The secret to its success lies with a federal program that allows clinics in impoverished neighborhoods to buy prescription drugs at steep discounts, charge insurers full price and pocket the difference. The vast majority of Richmond Community’s profits come from the program, said two former executives who were familiar with the hospital’s finances and requested anonymity because they still work in the health care industry.
The drug program was created with the intention that hospitals would reinvest the windfalls into their facilities, improving care for poor patients. But Bon Secours, founded by Roman Catholic nuns more than a century ago, has been slashing services at Richmond Community while investing in the city’s wealthier, white neighborhoods, according to more than 20 former executives, doctors and nurses.
“[The hospital owner] was basically laundering money through this poor hospital to its wealthy outposts,” said Dr. Lucas English, who worked in Richmond Community’s emergency department until 2018. “It was all about profits.”

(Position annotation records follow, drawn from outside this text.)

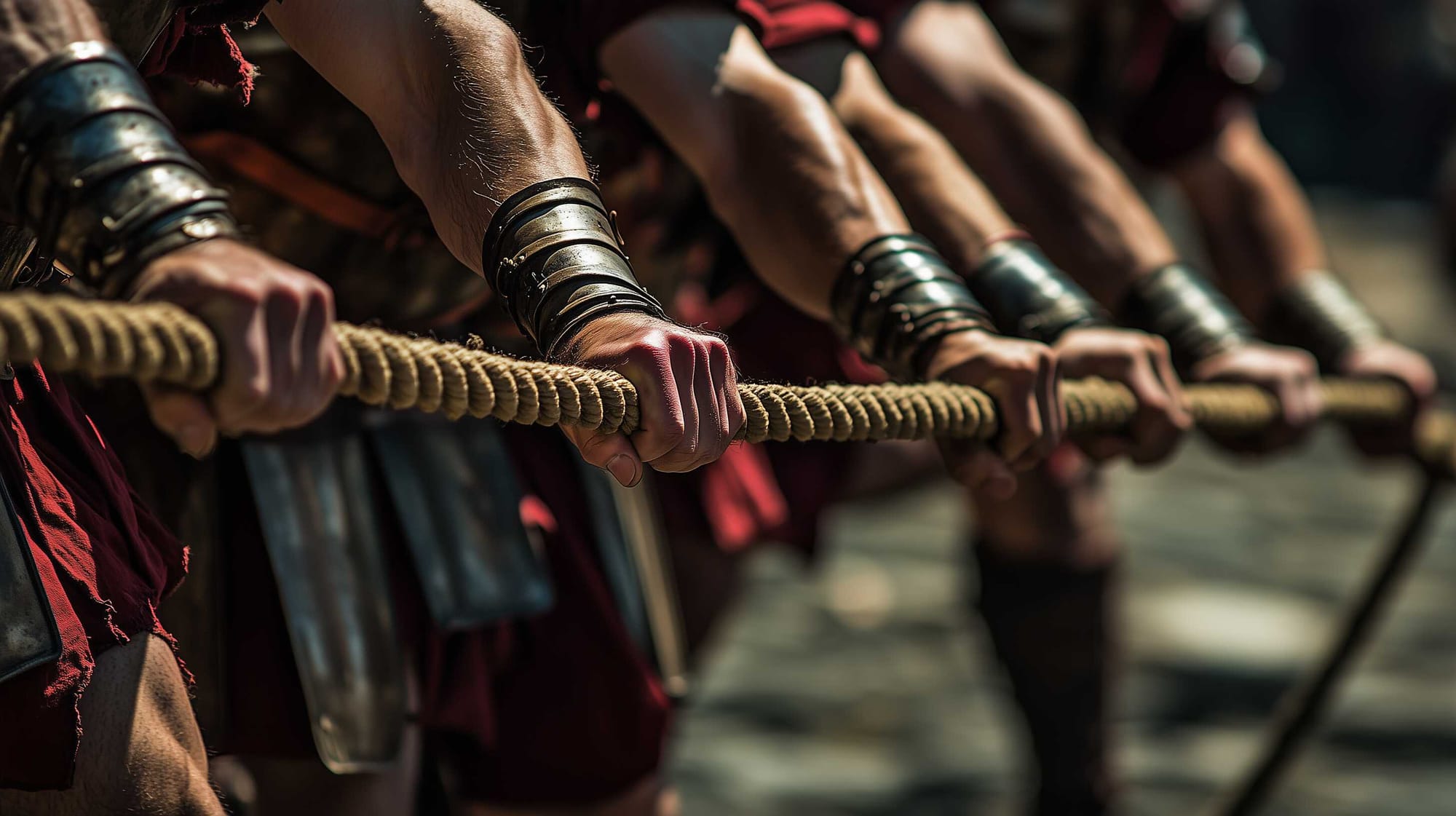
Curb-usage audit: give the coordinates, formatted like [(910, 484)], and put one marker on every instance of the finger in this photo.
[(1046, 404), (186, 417), (611, 452), (736, 413), (1053, 416), (1167, 373), (245, 373), (710, 440), (1155, 429), (318, 373), (285, 312), (1020, 416), (660, 397)]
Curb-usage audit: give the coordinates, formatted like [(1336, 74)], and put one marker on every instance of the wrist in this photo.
[(898, 302), (554, 257), (1318, 314), (951, 352), (1029, 296), (1183, 308), (92, 168)]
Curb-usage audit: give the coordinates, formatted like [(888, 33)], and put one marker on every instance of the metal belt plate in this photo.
[(459, 502), (323, 535)]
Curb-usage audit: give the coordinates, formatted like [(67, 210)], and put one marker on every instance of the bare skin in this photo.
[(949, 205), (448, 90), (1036, 155), (802, 199), (1262, 234), (280, 369), (946, 62), (142, 750)]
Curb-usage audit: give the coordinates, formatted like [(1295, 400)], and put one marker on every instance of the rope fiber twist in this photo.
[(161, 343)]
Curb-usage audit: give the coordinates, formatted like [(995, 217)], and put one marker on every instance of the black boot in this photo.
[(1052, 627)]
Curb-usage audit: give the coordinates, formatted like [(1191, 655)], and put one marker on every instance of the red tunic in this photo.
[(554, 710), (104, 560)]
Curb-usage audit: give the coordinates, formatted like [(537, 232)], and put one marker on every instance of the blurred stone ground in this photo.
[(864, 686)]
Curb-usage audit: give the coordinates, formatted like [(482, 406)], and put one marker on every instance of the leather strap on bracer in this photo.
[(92, 168), (898, 299), (1189, 312), (1321, 315), (554, 257), (1029, 296)]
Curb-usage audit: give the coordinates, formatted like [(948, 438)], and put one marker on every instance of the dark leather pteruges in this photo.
[(458, 499), (324, 542), (28, 633)]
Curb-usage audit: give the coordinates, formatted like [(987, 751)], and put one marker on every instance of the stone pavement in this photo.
[(864, 688)]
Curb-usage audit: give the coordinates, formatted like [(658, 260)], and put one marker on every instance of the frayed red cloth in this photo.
[(104, 560), (197, 46), (790, 23), (555, 710)]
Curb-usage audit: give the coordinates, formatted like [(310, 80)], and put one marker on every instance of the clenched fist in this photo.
[(688, 394), (274, 325)]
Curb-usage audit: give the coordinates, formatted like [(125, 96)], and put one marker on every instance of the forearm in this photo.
[(777, 167), (941, 196), (34, 30), (1259, 226), (1045, 168), (448, 90)]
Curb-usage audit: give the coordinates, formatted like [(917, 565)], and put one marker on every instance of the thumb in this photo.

That federal drug program is known as 340B. The law requires drug manufacturers to give deep discounts when they sell to hospitals and medical facilities that with a certain certain percentage of patients on Medicaid.

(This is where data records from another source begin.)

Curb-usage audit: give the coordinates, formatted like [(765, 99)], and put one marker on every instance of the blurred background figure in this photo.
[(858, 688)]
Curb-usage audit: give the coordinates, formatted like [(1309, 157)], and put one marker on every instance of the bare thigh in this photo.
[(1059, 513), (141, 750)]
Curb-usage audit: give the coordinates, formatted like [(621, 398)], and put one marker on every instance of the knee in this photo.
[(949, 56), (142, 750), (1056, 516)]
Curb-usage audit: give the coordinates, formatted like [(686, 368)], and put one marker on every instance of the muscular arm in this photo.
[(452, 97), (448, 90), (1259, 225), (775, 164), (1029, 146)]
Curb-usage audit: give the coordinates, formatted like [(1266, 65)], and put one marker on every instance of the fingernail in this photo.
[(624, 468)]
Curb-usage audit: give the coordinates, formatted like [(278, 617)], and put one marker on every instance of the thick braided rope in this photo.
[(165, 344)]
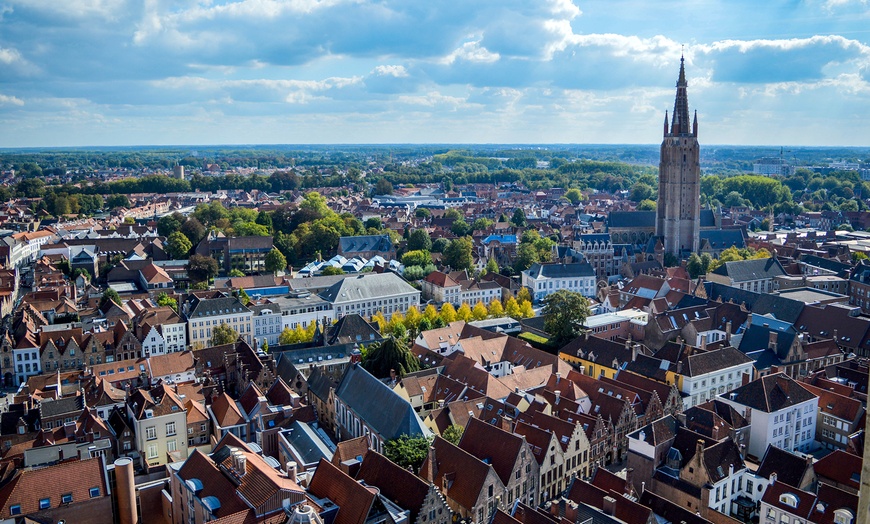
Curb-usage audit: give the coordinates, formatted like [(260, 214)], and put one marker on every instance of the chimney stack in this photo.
[(609, 505)]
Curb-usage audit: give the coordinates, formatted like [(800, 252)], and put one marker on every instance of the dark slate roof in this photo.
[(318, 383), (745, 270), (579, 269), (789, 468), (782, 308), (350, 329), (380, 243), (367, 286), (703, 363), (757, 336), (52, 408), (217, 306), (707, 218), (723, 238), (636, 219), (378, 405), (771, 393), (841, 269)]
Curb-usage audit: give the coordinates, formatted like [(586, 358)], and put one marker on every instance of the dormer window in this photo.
[(789, 499)]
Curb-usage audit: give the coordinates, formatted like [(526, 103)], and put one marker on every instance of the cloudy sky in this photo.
[(130, 72)]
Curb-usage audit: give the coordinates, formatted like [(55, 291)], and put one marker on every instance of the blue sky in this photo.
[(128, 72)]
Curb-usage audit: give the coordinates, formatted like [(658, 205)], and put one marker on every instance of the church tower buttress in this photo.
[(678, 214)]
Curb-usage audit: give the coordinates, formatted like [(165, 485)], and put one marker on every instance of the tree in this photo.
[(275, 261), (464, 313), (169, 224), (390, 355), (193, 230), (383, 187), (448, 313), (110, 294), (512, 308), (202, 268), (165, 300), (574, 195), (565, 312), (178, 246), (519, 218), (407, 452), (430, 313), (418, 257), (526, 309), (439, 245), (223, 334), (453, 434), (524, 295), (647, 205), (458, 254), (496, 310)]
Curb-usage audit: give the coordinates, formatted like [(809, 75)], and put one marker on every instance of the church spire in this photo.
[(680, 123)]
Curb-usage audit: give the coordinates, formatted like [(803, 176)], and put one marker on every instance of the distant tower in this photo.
[(678, 215)]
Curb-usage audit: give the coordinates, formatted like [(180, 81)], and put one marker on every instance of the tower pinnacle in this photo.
[(680, 126)]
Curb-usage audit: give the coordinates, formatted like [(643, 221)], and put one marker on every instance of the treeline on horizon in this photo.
[(805, 190)]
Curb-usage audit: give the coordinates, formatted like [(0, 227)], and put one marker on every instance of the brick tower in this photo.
[(678, 215)]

The problem? The drugs purchased in the program don’t have to go to Medicaid beneficiaries. As the Richmond hospital demonstrates, reselling — and marking up — discounted drugs to privately insured customers can be a lucrative business.
This is compounded by the increase in the number of people on Medicaid. The number of Medicaid enrollees has skyrocketed since an Obama-era change in eligibility. In Michigan, more than a million people have been added to government health rolls. The same thing is happening across the nation.
As more people became eligible for Medicaid, more hospitals and health clinics took advantage of the 340B law. Drug sales through the program are four times what they were less than a decade ago, going from $9 billion in 2014 to $38 billion in 2020, according to the Pioneer Institute.
And there is no requirement that the profits hospitals make from the program be redirected toward low-income patients. In Michigan, one report found, non-profit hospitals taking part in the program spent less money on charity care — not more — than for-profit hospitals that didn’t take part.
The 340B program allows hospitals to get drugs at a deep discount to try to keep down the costs of care for low-income Medicaid patients. But it unintentionally created an opportunity for hospitals to buy at a discount and sell at normal prices to privately insured customers. It’s a loophole that ought to be closed. It increases drug costs without providing benefits to the poor.